Giacinto Botteghi, Martirio di Sant’Antonino Re d’Appamia, 1660, Chiostro dei Morti, Basilica di Santo Spirito, Firenze

  • : Intervento di restauro
  • Stato attività: in corso

Dati

Informazioni sull’attività

Informazioni sull’opera

Informazioni storico-descrittive

La realizzazione del Chiostro di San Nicola da Tolentino, detto anche Chiostro “dei Morti” per le numerose lapidi presenti sulle pareti perimetrali, fu per opera dell’architetto Giulio Parigi.

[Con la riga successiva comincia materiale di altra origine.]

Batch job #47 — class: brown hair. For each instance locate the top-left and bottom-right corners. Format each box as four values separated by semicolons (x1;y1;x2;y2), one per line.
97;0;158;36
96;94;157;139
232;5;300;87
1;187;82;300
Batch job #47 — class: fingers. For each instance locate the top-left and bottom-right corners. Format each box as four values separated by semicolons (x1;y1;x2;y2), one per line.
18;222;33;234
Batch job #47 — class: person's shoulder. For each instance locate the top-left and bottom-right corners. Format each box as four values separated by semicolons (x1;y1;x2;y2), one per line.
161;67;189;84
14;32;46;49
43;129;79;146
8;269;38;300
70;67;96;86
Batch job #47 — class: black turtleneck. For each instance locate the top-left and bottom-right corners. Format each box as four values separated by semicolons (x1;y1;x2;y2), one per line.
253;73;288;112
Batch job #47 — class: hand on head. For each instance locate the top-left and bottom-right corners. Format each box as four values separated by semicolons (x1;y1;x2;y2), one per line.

La decorazione pittorica del chiostro fu realizzata in un arco temporale che va verosimilmente dal 1639 al 1701. Il ciclo è articolato in trentacinque lunette e raffigura episodi della vita di Sant’Agostino e di religiosi legati all’ordine da lui fondato.
La lunetta oggetto di questo studio è stata dipinta da Giacinto Botteghi nel 1660 e raffigura Martirio di Sant’Antonino Re d’Appamia (la lunetta è datata e firmata). Rarissime sono le notizie su questo quasi sconosciuto pittore fiorentino del XVII secolo. Sappiamo che era immatricolato all’Accademia delle Arti del Disegno come anche gli altri pittori che realizzarono questo ciclo. Questi probabilmente furono incaricati di eseguire questi dipinti proprio perché era necessario soltanto rispettare didascalicamente il tema iconografico e non una particolare fama.
Nonostante le agiografie dei Santi chiamati Antonino vengano comunemente confuse, la vicenda raffigurata nella lunetta di Santo Spirito dovrebbe essere riferibile a un episodio della vita di Sant’Antonino di Pamiers. Sant’Antonino fu un religioso francese che morì martire per la fede. Nato di sangue reale nella località di Pamiers e educato nella fede ariana, si convertì a quella cattolica, opponendosi al padre e lasciando una casa agiata per recarsi a Roma ove divenne prete. Dopo aver convertito molte persone alla fede cattolica tornò a Pamiers, ma durante la sua assenza un certo Métope aveva assunto il controllo della regione. Il tiranno condannò il Santo a morte, probabilmente per paura che questo rivendicasse la corona.
La lunetta dipinta raffigura il momento del martirio nel quale Sant’Antonino, in ginocchio dinanzi al tiranno seduto in trono, sta per essere decapitato da un soldato.

Tecnica esecutiva

La pittura di Giacinto Botteghi è stata eseguita con una tecnica mista.
Per quanto riguarda gli strati preparatori è presente uno strato di arriccio e uno di intonaco pittorico. La finitura superficiale dell’intonaco è lasciata abbastanza ruvida, in modo da fornire un migliore supporto alle spesse pennellate date a corpo.
L’intonaco pittorico è caratterizzato da giornate di lavoro di dimensioni e forme variabili.
Il disegno preparatorio è stato riportato sulla superficie pittorica mediante l’uso dell’incisione indiretta da cartone, molto ben visibile anche nelle zone abrase, ripresa poi con un disegno eseguito con un pigmento rosso/bruno.
La tavolozza pittorica è costituita dai pigmenti più comuni per la pittura murale, come terre, ocre gialle e rosse, terra verde, nero carbone, un altro nero ricco di zolfo, un pigmento a base di ossido di ferro (ematite, o caput mortuum) e smaltino per i blu. Dalle analisi diagnostiche sono emersi inoltre elementi chimici riferibili a pigmenti moderni che fanno pensare che l’opera sia stata diffusamente rimaneggiata.
Dalle analisi è emerso inoltre che l’opera è dipinta molto probabilmente a calce, che costituisce il legante dell’impasto pittorico, unita ai pigmenti e a solfato di calcio. L’uso del gesso come carica, insieme ai pigmenti e alla calce, permette di lavorare con impasti corposi e coprenti e potrebbe essere stato qui utilizzato con lo scopo di far asciugare velocemente il colore per vedere subito i toni più chiari. Questo escamotage denoterebbe una certa imperizia tecnica a dipingere su muro (e forse una maggiore esperienza nella ‘pittura da cavalletto’, per la quale il gesso è un materiale certamente più consueto).
La presenza di solfato di calcio, come pigmento o come carica, è una particolarità tecnica assoluta, inusuale e anomala dal punto di vista sia cronologico che geografico e non trova riscontro nella trattatistica né seicentesca, né posteriore.